Friday, April 6, 2012

Could Retrospective Review End Nitpicking?

Robert Klitzman and Paul Appelbaum, both of Columbia University, suggest that shifting research oversight to the retrospective review of a subset of projects, rather than prospective review of proposals, could reduce the "variability and subjectivity across IRBs" that now characterizes ethics review.

[Robert Klitzman and Paul S. Appelbaum, "To Protect Human Subjects, Review What Was Done, Not Proposed," Science 335 no. 6076 (30 March 2012): 1576-1577,
DOI: 10.1126/science.1217225.]

The authors deprecate the current system. They note that "IRBs often face difficulties defining, interpreting, and applying critical concepts embodied in the regulations and central to human subjects protection (e.g., 'justice' and 'autonomy')," and therefore produce inconsistent judgments on identical proposals. Worse still, IRBs are unaware of how useless much of their effort is. "Many IRBs feel they play a vital role in rewording consent forms, because researchers may downplay risks and overemphasize potential benefits," they note. "But IRBs 'wordsmithing' the contents differently produces inconsistent results." Nor should we expect anything else from a system based almost entirely on guesswork: "the inherently speculative nature of prospective review exacerbates variability and subjectivity across IRBs."

As an alternative, the authors propose a system of retrospective review, comparable to "audits of government-funded health-care programs (Medicare and Medicaid), accreditation of hospitals, Data Safety Monitoring Boards' assessment of patient safety and treatment efficacy data during clinical trials, federal and state tax collection audits, and the tort system." (They might have added existing mechanisms to handle allegations of plagiarism, fabrication, and falsification.) Such a system, they suggest, "would allow determinations based on evidence of what actually occurred, rather than fears of what might happen."

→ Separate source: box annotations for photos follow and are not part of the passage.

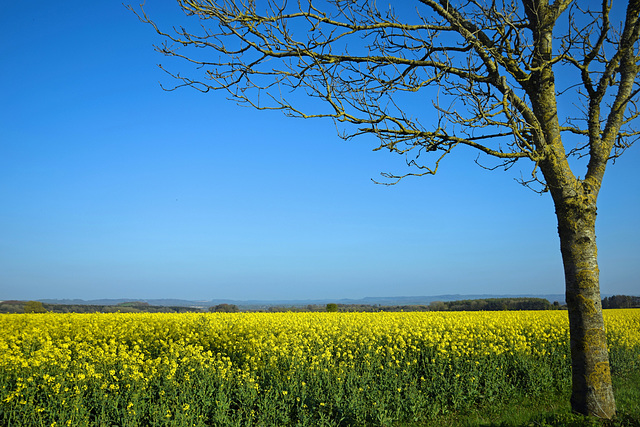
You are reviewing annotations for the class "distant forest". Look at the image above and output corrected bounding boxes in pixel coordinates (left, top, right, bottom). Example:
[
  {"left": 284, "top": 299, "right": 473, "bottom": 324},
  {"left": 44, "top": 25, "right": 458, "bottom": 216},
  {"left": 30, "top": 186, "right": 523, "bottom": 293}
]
[{"left": 0, "top": 295, "right": 640, "bottom": 313}]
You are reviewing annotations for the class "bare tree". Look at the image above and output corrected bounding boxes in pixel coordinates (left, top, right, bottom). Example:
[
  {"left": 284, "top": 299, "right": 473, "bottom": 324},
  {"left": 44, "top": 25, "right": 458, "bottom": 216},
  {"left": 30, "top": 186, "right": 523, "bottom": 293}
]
[{"left": 131, "top": 0, "right": 640, "bottom": 418}]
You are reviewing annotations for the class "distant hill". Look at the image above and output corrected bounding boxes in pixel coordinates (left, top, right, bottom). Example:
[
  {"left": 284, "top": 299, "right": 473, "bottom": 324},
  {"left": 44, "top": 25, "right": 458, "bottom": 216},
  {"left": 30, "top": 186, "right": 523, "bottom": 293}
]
[{"left": 38, "top": 294, "right": 565, "bottom": 309}]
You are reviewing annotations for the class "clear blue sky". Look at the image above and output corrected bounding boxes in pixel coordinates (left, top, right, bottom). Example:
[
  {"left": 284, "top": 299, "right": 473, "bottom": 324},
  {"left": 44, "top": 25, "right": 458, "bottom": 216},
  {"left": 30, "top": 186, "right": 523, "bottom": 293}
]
[{"left": 0, "top": 1, "right": 640, "bottom": 300}]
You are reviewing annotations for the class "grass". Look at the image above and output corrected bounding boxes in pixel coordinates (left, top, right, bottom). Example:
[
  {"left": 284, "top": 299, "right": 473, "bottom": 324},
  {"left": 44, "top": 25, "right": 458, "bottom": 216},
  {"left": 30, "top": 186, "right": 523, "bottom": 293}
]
[{"left": 416, "top": 369, "right": 640, "bottom": 427}]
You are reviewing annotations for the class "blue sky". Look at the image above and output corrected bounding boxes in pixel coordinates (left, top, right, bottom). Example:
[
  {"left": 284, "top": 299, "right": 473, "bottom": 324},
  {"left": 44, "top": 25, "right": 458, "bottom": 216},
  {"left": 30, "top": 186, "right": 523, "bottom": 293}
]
[{"left": 0, "top": 1, "right": 640, "bottom": 300}]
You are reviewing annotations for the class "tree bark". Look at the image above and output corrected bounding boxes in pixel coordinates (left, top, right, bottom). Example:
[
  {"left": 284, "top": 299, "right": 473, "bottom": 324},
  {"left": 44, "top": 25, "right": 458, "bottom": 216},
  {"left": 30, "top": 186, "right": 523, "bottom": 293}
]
[{"left": 556, "top": 196, "right": 616, "bottom": 419}]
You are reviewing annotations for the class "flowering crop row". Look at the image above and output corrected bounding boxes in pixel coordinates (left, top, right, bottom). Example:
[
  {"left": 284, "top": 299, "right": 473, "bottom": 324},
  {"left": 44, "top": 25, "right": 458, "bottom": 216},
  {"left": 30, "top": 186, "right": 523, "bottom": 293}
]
[{"left": 0, "top": 310, "right": 640, "bottom": 426}]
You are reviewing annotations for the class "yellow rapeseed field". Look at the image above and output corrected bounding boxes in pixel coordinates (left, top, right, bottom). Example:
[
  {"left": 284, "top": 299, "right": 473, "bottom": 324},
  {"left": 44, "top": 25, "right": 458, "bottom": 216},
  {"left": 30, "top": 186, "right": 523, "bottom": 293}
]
[{"left": 0, "top": 309, "right": 640, "bottom": 425}]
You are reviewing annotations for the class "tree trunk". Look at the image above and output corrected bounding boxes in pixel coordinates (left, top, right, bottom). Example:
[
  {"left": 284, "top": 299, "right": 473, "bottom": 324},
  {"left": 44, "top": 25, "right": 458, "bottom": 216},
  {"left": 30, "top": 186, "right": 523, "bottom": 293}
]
[{"left": 556, "top": 196, "right": 616, "bottom": 419}]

Retrospective review would also facilitate the introduction of due process guarantees now absent in the system. "Due process is so fundamental a right in modern democracies," they write, "that there seems little reason to deny it to researchers."

Klitzman and Appelbaum are pragmatists, noting that "We cannot simply turn the clock back to 1966, when prospective review was first introduced, and cast it aside." Instead, they propose initially shifting to retrospective review only for "certain minimal risk research," as proposed by the ANPRM. "If initial moves away from a strictly prospective model are successful," they suggest, "it may be possible to expand them progressively to studies that pose higher levels of risk."

I don't think I've ever seen so much empirical evidence and careful thinking about IRBs packaged in so brief an essay. While I look forward to reading more from Dr. Klitzman, he has set himself a high standard.